Was der Familienvater in seiner schonungslosen Analyse nicht ansprach, war seine dreimonatige Pause im Frühjahr. Durch viele verletzungsbedingte Täler ist der Rekord-Europameister (acht Titel) und älteste Weltranglistenerste der Geschichte (zuletzt im März 2018) schon gegangen, aber selten durch ein so tiefes - die Schulter. Hinzu kam vor kurzem eine Corona-Erkrankung, die Boll sich bei einem Turnier in China eingefangen hatte. Sie ließ nur eine gut einwöchige Vorbereitung zu. Boll hatte als Weltranglisten-68. für Frankfurt eine Wildcard erhalten.

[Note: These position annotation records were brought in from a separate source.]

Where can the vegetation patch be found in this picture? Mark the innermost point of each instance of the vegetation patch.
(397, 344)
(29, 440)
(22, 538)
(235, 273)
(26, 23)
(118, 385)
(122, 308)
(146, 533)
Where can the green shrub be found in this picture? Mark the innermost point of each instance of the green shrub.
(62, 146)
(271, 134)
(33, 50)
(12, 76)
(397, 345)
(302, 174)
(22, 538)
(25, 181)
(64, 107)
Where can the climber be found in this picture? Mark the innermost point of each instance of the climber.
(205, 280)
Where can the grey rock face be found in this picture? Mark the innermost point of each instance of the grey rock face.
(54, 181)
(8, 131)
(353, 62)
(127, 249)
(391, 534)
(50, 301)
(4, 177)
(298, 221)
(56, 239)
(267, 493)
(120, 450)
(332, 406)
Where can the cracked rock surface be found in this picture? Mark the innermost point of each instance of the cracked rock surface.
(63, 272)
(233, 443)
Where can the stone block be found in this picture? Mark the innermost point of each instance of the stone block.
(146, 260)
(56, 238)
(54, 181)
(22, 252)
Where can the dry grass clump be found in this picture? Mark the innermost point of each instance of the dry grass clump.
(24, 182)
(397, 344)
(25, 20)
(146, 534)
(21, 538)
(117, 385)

Formtechnisch sei er noch nicht so gut drauf, aber fit fühle er sich schon, sagte Boll. Bei den vielen kurzen Ballwechseln hätten die ihren Liebling unverdrossen lautstark mit „Timo, Timo“ anfeuernden Fans durchaus Gegenteiliges annehmen können. Boll, 75 Kilometer Luftlinie von seinem Odenwälder Zuhause entfernt spielend, war bei seinem „Heimspiel“ doch einige Male bei Angriffsschlägen des Koreaners sehr weit von einem Konter entfernt, hatte im vierten Satz mehrere schnelle Winner kassiert.

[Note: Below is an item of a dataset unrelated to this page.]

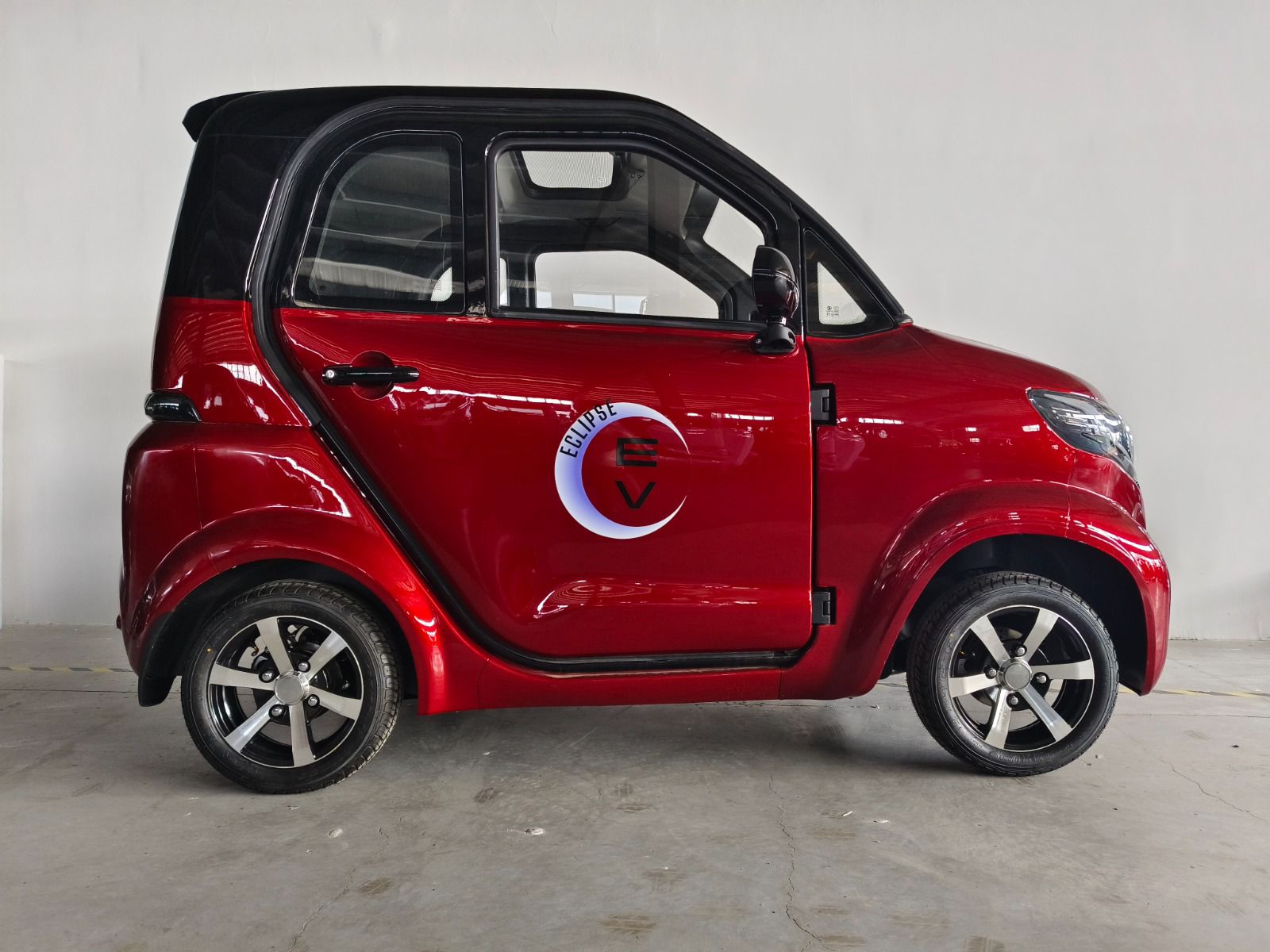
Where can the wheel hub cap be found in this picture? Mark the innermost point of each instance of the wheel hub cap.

Boll ist raus, nur eine halbe Stunde dauerte das. Schnell kann es bei diesem Format einer der weltweit hochkarätigsten Turnierserien im Tischtennis gehen. Noch bis Sonntag spielen die weltbesten Männer und Frauen um ein Preisgeld von 500 000 Euro und um wichtige Weltranglistenpunkte im Hinblick auf die Olympischen Spiele. Die Champions der beiden 32er-Felder werden im K.o.-System ermittelt. Bei den Männern fehlen nur fünf der besten 30. Aus den Top 10 gehen acht an den Start, inklusive der Chinesen Fan Zhendong, dem Ersten des Rankings, und Ma Long, den viele für den besten Tischtennisspieler aller Zeiten halten.

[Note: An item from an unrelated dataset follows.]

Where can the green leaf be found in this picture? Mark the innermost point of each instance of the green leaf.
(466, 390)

Um sich nach Bolls Scheitern einen neuen Liebling auszusuchen, hat das Publikum die Qual der Wahl. Sabine Winter ist im Auftaktspiel mit 3:0 gegen Linda Bergström ins Achtelfinale eingezogen, am Abend gewann der Weltranglisten-Achte Dimitrij Ovtcharov gegen den Portugiesen Marcos Freitas überzeugend mit 3:1 (11:9, 8:11, 11:7, 11:6). Weitere deutsche Spieler sind an diesem Montag an der Reihe, zum Beispiel Ruwen Filius (um 15.45 Uhr gegen Mattias Falck/Schweden). Europameister Dang Qiu (14.) trifft in einem weiteren Bundesliga-Duell auf den Slowenen Darko Jorgic (20.10 Uhr). Am Dienstag greift mit Patrick Franziska (26.) ein weiterer Hesse um 21.20 Uhr gegen Lin Yun-ju (Taiwan) ein.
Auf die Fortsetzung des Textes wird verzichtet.